‘They were tying to nick his chips, and Dominic was getting really angry with them for not social distancing.’ Claims a local man from Blackpool who did not wish to be identified for fear of being asked to work for Mr Cummings.
The incident appears to be yet another example of the Prime Minister’s Chief Thought Provider breaking his own lockdown restrictions whilst having symptoms of Covid-19, alongside allegedly: two other sightings in Durham, one in the Maldives and one in the Vatican City where it’s believed he went to inspect the throne for his next job.
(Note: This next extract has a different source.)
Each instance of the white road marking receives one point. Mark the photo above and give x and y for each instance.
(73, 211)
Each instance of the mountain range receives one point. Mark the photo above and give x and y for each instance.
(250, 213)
Travelling 260 miles* to self-isolate with close family would most likely put a dent in the government’s flagship target for not appearing to issue contradictory public advice, and should surely illicit a resignation, or worse, defection to Change UK.
However, Downing Street have stated the government’s chief ventriloquist remains fairly reluctant to sack his parents, despite their misdemeanour in violating lockdown restrictions by allowing their son into their home knowing he was a health risk, and had coronavirus.
The controversial chief aide, when questioned over the incident claimed he acted ‘reasonably and legally’ and ‘did only what any good Tony Blair would do’.
Despite the backing of cabinet ministers updated with statements of supine support for their shadow leader, a growing number of Tory MPs are calling for Mr Cummings to resign. Local man gave his own opinion: “What has he done for this country, anyway? Captain Tom walked up and down his garden and raised £33 million for the NHS. Dominic Cummings travelled 260 miles and didn’t raise a single penny. He has to go.”
*Since the wiring of this article the Department of Business, Innovation and Skills under the Weights and Measures Act 1985 now officially recognises the unit of distance equivalent to ten marathons as a ‘Pinocchio’s nose’.